A titre liminaire, le courrier du 23 novembre 2023 ne peut correspondre qu’à un courrier de rétractation, néanmoins tardif au regard des dispositions claires applicables en la matière et rappelées au compromis de vente (page 15 sur 17). En outre, aucun élément ne permet de douter de la volonté des parties tant au titre de l’engagement initial du 31 juillet 2023 que de l’avenant du 21 janvier 2024.
Par ailleurs, il résulte des dispositions claires du compromis que la partie non-défaillante, en l’espèce la S.A.S. LBP PROMOTION, peut solliciter la résolution de plein droit du compromis avec versement d’une indemnité forfaitaire de 15.700 €. Il en va de même des dispositions relatives au paiement de l’indemnité potentiellement due à l’agence immobilière à hauteur de 10.000 € (page 13 sur 17), les honoraires d’agence étant par ailleurs spécialement prévues (page 10 sur 17) y compris en carence d’une des parties à régulariser l’acte authentique en cas de réalisation des conditions suspensives.
Enfin, il est justifié de la réalisation des travaux attendus avant la date du 30 avril 2024 contractuellement convenue entre les parties et aucune autre condition suspensive n’était exigée.
Dans ces conditions, le paiement des indemnités forfaitaires n’est pas sérieusement contestable et il sera fait droit aux demandes de la S.A.S. LBP PROMOTION et de la S.A.S.U. CONCEPT IMMO.

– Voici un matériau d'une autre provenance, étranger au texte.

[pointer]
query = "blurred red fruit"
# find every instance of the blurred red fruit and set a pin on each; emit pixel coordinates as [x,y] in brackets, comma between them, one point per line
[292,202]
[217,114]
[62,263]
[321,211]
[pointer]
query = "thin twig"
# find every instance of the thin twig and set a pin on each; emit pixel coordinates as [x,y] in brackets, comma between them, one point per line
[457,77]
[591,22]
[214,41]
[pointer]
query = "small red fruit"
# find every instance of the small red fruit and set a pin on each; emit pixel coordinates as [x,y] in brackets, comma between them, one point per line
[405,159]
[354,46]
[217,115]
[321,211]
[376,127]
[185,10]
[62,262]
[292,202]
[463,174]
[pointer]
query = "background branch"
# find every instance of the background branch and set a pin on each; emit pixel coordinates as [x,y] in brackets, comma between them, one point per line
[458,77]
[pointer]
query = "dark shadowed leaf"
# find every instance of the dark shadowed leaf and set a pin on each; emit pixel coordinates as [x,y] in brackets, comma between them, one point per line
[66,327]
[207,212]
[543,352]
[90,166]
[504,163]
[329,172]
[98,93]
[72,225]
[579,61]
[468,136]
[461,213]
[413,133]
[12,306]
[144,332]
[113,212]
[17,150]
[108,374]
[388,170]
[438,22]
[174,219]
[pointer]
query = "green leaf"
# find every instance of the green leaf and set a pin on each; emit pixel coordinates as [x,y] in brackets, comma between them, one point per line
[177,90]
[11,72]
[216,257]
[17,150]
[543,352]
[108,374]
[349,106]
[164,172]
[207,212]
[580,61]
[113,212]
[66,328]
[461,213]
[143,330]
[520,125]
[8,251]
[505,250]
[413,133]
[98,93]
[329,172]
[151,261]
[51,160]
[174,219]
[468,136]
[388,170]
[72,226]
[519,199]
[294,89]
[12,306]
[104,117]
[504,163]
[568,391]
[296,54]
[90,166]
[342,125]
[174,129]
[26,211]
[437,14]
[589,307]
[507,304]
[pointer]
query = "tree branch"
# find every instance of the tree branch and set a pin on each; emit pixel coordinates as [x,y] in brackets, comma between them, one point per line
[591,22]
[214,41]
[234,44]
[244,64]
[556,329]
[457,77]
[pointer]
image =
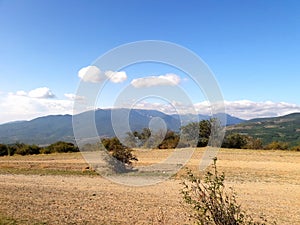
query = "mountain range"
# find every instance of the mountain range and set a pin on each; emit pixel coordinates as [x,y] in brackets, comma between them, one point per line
[49,129]
[284,128]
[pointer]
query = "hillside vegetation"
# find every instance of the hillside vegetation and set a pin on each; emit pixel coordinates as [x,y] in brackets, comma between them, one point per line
[280,129]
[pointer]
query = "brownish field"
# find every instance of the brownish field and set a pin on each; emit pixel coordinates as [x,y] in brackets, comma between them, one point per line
[53,189]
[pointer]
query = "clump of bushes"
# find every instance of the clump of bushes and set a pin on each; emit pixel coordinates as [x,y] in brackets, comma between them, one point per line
[122,155]
[211,204]
[277,145]
[60,147]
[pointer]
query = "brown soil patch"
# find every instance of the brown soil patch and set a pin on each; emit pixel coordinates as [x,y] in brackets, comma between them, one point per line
[265,181]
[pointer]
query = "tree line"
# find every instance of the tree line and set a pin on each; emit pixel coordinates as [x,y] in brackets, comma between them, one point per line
[197,134]
[26,149]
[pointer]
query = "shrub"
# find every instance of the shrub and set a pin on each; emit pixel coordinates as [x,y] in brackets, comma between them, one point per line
[296,148]
[60,147]
[3,150]
[23,149]
[119,152]
[276,145]
[210,203]
[235,140]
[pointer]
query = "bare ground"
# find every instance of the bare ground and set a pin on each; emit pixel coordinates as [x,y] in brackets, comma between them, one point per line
[52,189]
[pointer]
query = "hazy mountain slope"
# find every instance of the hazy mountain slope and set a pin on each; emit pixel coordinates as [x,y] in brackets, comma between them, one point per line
[284,128]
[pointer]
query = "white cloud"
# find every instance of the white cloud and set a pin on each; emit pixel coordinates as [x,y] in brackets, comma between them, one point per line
[94,75]
[74,97]
[42,92]
[116,77]
[91,74]
[162,80]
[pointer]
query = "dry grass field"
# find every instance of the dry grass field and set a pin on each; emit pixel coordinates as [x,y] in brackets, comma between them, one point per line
[53,189]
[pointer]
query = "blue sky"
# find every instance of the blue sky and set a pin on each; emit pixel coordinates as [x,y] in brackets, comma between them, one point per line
[252,47]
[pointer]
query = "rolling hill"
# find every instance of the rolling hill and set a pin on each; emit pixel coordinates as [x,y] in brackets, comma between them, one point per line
[283,128]
[49,129]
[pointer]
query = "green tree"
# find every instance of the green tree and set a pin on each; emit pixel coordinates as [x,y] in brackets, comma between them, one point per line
[197,134]
[61,147]
[277,145]
[119,152]
[170,140]
[235,140]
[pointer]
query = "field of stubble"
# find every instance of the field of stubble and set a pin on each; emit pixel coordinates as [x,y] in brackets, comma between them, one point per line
[53,189]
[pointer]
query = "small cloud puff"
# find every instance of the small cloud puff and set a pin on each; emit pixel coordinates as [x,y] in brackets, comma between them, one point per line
[116,77]
[162,80]
[42,92]
[74,97]
[90,74]
[93,74]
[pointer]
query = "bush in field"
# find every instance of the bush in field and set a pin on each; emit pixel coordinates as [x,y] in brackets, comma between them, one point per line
[235,140]
[211,204]
[170,140]
[197,134]
[119,151]
[3,150]
[296,148]
[23,149]
[277,145]
[60,147]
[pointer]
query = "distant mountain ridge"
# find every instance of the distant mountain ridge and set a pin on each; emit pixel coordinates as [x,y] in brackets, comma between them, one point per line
[283,128]
[52,128]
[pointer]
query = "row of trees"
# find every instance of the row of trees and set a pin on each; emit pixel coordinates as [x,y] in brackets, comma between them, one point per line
[25,149]
[197,135]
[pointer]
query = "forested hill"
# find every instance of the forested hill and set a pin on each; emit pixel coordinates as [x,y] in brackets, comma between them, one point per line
[283,128]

Concernant la demande reconventionnelle de Mme [R], il résulte du propre choix de la S.A.S. LBP PROMOTION de solliciter le paiement d’une indemnité forfaitaire que la vente est « résolue de plein droit des présentes sans qu’il soit besoin de la faire constater judiciairement ». En conséquence, aucune raison ne justifie que la somme de 63.000 €, versée par Mme [R], demeure consignée. Elle devra en conséquence être restituée à l’intéressée, déduction faite au besoin du montant des indemnités dues aux demanderesses.

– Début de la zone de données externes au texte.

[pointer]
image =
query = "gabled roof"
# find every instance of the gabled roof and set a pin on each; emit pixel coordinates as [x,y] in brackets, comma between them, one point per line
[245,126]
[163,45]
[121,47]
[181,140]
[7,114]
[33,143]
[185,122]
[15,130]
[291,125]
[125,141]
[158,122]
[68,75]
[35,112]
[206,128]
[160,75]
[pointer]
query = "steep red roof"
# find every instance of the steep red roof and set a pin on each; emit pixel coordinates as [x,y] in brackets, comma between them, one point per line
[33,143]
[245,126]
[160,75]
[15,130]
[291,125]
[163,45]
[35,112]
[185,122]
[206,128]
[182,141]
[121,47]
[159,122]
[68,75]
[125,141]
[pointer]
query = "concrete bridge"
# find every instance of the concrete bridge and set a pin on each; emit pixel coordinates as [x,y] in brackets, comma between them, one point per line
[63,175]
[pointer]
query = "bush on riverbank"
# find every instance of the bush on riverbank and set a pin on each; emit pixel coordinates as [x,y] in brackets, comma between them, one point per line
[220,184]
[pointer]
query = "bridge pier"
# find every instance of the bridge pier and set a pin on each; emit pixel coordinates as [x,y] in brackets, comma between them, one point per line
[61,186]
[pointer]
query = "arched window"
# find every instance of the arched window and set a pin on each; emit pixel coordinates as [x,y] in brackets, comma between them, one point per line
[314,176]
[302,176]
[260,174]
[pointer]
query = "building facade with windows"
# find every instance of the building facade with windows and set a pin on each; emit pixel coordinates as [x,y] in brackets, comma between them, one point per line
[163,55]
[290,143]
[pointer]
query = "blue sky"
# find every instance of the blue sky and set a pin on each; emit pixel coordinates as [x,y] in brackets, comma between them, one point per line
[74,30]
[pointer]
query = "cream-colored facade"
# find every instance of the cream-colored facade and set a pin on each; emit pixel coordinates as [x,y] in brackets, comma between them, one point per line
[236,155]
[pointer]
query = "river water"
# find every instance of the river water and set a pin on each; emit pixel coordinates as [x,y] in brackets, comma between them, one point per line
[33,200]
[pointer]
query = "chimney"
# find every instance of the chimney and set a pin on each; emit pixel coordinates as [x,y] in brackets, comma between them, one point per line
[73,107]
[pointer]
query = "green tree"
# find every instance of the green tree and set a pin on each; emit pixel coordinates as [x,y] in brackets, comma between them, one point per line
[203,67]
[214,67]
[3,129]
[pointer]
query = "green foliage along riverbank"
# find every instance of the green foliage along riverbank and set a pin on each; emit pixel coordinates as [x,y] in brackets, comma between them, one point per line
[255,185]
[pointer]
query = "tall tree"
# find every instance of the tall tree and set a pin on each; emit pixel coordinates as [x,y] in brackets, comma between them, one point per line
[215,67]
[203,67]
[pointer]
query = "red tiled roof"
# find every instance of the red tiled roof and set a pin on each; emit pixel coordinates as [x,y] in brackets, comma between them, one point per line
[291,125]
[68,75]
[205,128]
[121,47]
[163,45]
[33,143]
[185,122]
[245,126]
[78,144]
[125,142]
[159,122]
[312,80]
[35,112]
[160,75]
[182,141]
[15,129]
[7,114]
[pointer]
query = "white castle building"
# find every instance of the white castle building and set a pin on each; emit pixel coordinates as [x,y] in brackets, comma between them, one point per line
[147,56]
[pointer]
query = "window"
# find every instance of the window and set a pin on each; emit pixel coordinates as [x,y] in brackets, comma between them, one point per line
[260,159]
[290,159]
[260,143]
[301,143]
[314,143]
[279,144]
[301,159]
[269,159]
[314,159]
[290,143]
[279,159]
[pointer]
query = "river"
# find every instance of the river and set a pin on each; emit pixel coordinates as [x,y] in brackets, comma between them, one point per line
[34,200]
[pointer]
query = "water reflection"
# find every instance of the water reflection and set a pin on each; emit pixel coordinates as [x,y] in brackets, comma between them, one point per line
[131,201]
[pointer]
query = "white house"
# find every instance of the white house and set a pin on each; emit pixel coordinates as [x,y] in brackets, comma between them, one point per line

Partie perdante au principal, Madame [H] [R] sera condamnée aux entiers dépens, étant précisé que les courriers du 12/06/2024, 29/04/2024 et l’acte de 31/07/2024 ne sont pas imposés légalement dans le cadre de la présente procédure et ne seront pas intégrés aux dépens. Madame [R] sera également condamnée à verser à chacune des défenderesses la somme de 1.000 € au titre des frais irrépétibles.
PAR CES MOTIFS
Le juge des référés,
Statuant publiquement, par ordonnance mise à disposition au Greffe, contradictoire, exécutoire par provision, et en premier ressort,
CONDAMNONS Madame [H] [R] à verser, à titre de provision, les sommes de 15.700€ à la S.A.S. LBP PROMOTION et de 10.000€ à la S.A.S.U. CONCEPT IMMO ;
DISONS que la somme de 63.000 € séquestrée à l’étude de Maîtres [B] [G] et [Y] [S], notaires, sera restituée dans les meilleurs délais à Madame [H] [R], déduction faite des indemnités prononcées dans le cadre de la présente décision ;
CONDAMNONS Madame [H] [R] à verser à la S.A.S. LBP PROMOTION et la S.A.S.U. CONCEPT IMM la somme de 1.000 € chacun au titre de l’article 700 du code de procédure civile ;
CONDAMNONS Madame [H] [R] aux entiers dépens ;
REJETONS toutes les autres demandes de parties.
Ainsi fait et ordonné les jour, mois et an susdits. La présente décision a été signée par Franck NGUEMA ONDO, Président, et Dorothée MALDINEZ, Greffière.